This page was generated from notebooks/2_data_input_output.ipynb. Interactive online version: Binder badge

Data Input/Output

Luc Anselin

09/06/2024

Preliminaries

In this notebook, some elementary functionality is covered to carry out data input and output from and to different types of files. The key concept is a so-called DataFrame, a tabular representation of the data with observations as rows and variables as columns.

This is implemented by means of pandas for generic text files (as well as many other formats) and geopandas for spatial data files (shape files or geojson files). The functionality will be illustrated with the Police sample data set that contains police expenditure data for Mississippi counties. It is assumed that this data has been installed using libpysal.examples.load_example("Police").

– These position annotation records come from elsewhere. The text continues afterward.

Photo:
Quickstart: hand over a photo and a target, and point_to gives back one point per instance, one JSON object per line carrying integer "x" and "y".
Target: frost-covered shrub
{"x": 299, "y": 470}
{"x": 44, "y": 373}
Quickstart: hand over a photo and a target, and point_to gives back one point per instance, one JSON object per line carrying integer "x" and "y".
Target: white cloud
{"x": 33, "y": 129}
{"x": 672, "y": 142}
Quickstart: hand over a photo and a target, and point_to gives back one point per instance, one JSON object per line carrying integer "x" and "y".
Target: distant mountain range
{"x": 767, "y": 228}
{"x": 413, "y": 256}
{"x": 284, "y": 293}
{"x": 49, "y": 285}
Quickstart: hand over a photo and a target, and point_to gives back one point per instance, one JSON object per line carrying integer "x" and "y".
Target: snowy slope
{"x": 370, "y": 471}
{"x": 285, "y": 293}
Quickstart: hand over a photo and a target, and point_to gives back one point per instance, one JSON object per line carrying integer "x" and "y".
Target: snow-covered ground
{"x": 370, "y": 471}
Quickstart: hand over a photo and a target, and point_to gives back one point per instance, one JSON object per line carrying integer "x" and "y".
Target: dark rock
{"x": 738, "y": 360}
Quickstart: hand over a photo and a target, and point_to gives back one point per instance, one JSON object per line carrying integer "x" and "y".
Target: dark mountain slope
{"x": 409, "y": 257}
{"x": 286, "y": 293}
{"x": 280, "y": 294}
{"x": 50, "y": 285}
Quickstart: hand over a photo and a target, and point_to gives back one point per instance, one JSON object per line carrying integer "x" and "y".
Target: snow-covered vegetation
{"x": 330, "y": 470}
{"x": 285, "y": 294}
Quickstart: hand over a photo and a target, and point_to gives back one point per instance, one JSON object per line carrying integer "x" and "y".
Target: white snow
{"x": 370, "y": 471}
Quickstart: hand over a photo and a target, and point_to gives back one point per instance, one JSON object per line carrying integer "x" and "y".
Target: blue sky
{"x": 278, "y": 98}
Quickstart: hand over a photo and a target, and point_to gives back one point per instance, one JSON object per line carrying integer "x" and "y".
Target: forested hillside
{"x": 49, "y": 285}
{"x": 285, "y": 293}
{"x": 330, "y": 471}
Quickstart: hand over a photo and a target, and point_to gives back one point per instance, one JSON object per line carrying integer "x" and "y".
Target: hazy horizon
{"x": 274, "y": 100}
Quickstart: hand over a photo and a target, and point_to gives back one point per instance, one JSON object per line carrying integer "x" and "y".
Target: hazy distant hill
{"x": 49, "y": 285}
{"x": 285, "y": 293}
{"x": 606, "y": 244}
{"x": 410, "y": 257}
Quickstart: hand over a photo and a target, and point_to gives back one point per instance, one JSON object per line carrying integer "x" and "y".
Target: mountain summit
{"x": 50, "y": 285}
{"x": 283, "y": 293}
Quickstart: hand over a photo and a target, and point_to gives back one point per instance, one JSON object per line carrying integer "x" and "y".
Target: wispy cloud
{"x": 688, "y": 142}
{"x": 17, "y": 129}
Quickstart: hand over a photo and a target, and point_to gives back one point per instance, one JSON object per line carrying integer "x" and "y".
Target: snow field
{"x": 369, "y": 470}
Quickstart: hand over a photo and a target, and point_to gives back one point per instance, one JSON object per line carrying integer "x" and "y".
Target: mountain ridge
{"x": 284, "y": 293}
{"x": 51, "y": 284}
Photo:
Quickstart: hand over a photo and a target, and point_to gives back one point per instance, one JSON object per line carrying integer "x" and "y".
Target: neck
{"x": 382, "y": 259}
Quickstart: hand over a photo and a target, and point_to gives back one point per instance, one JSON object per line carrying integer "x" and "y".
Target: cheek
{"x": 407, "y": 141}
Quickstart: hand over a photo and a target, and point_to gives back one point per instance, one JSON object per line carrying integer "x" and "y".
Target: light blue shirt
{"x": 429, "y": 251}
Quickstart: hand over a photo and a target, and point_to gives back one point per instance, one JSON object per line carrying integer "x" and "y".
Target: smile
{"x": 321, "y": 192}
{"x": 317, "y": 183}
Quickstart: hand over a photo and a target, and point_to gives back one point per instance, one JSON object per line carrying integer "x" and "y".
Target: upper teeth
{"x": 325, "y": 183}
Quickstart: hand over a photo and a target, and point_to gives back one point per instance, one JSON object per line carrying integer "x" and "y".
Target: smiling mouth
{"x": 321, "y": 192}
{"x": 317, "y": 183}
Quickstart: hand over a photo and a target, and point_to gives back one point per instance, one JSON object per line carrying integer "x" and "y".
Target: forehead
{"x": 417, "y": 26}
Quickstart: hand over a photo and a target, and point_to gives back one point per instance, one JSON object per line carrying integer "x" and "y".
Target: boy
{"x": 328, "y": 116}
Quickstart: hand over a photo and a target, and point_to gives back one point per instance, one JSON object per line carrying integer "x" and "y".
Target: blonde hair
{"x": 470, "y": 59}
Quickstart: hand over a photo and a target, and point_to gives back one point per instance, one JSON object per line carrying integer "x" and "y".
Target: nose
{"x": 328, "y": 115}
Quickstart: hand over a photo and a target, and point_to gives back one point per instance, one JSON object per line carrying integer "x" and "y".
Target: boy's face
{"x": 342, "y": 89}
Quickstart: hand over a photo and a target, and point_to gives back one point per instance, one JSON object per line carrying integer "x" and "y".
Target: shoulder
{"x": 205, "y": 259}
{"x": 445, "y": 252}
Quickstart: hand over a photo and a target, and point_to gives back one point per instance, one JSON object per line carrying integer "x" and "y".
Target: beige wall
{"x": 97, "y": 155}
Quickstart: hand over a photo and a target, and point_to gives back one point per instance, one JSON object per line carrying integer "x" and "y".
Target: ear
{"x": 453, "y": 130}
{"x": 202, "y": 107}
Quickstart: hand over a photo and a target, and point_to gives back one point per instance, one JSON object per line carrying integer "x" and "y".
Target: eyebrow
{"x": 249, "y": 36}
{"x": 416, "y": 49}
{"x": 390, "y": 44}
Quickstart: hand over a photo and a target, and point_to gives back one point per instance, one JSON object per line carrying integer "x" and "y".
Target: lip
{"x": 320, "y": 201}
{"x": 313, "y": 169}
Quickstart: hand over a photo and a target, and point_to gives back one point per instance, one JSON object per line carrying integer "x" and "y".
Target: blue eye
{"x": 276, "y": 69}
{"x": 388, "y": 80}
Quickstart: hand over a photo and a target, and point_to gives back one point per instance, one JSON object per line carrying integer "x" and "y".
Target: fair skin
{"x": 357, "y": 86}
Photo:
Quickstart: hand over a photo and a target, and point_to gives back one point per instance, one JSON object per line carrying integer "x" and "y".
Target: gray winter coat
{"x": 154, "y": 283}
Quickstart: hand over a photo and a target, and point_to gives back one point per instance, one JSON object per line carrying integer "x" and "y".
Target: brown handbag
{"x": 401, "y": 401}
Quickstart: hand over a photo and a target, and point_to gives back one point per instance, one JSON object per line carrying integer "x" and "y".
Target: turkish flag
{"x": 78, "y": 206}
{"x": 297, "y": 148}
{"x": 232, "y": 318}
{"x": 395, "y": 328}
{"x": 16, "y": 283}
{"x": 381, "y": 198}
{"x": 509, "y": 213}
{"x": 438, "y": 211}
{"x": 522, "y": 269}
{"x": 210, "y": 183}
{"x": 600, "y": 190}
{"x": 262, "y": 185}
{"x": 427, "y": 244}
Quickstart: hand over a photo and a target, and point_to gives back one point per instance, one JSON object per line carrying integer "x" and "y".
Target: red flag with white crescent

A video recording is available from the GeoDa Center YouTube channel playlist Applied Spatial Regression - Notebooks, at https://www.youtube.com/watch?v=7yWOgPEBQmE&list=PLzREt6r1NenmhNy-FCUwiXL17Vyty5VL6&index=2.

Modules Needed

The work horse for spatial analysis in Python is the PySAL library. However, before addressing specific spatial functionality, the use of pandas and geopandas will be illustrated to load data into so-called data frames. In addition, libpysal is needed to access the sample data sets. All of these rely on numpy as a dependency.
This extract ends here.